Canalside living Amsterdam


Breakfast is best when you take your time

The Brouwersgracht in Amsterdam’s Jordaan district takes its name from the breweries that once lined its banks, but while noise and activity has long since disappeared from the broad, tree-lined canal, the stately houses and warehouses of the brewers remain. Considered by locals to be one of the most beautiful canals in the city, it is here, benefiting from the light that comes flooding in across the open canal, that the Salvatori apartment is situated.

Breakfast is best when you take your time and, sat at Piero Lissoni’s Design for Soul table, the calm morning light picks out the golden seams that traces cracks in the stone surface. Made from a reclaimed piece of marble and repaired using the Japanese kintsugi technique, the table is a sustainable as well as graceful piece of design, and centres a restrained, linear room: the Stone Parquet floor and sandblasted walls, both in Crema d’Orcia; the Ellipse kitchen accessories by John Pawson, set against a wall in the B-Fish texture. Elisa Ossino’s Theca cabinet completes the space, displaying tableware against a panel of sandblasted stone that matches the wall.

At the top of the house, nestled in the neck gables that are distinctive of Amsterdam canal houses, a study offers views out over the water and the buildings opposite. With the wall around the generous window lined with CNC in Crema d’Orcia, it is a peaceful space to read and write – especially with the elegant marble-backed tray and pen pot that form part of Ossino’s Fontane Bianche collection.

From there it’s time for a quick stop at the Huis Marseille, an intimate photography museum located in a house built in 1665, with a carefully maintained garden hidden behind, before going on to the Rijksmuseum to check out the latest exhibition, or just to take in the recent renovation by architects Antonio Cruz and Antonio Ortiz. While there, there’s no excuse not to have dinner at the Michelin-starred RIJKS restaurant for a taste of modern Dutch cuisine.

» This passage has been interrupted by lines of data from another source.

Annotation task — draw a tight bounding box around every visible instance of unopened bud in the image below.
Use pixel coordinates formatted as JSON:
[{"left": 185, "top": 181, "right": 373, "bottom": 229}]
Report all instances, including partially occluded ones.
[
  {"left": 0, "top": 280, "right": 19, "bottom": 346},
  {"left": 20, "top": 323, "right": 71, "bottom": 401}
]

Then, after a quick beer at the café Papeneiland, which has stood on the corner of Brouwersgracht and Prinsengracht since 1642, it’s back home. The spacious minimal surroundings of the bathroom are the perfect place to wind down – the softly undulating wall in Crema d’Orcia a calming background for Adda freestanding basins in walnut – before being lulled to sleep by the sound of the water gently lapping at the houseboats moored outside.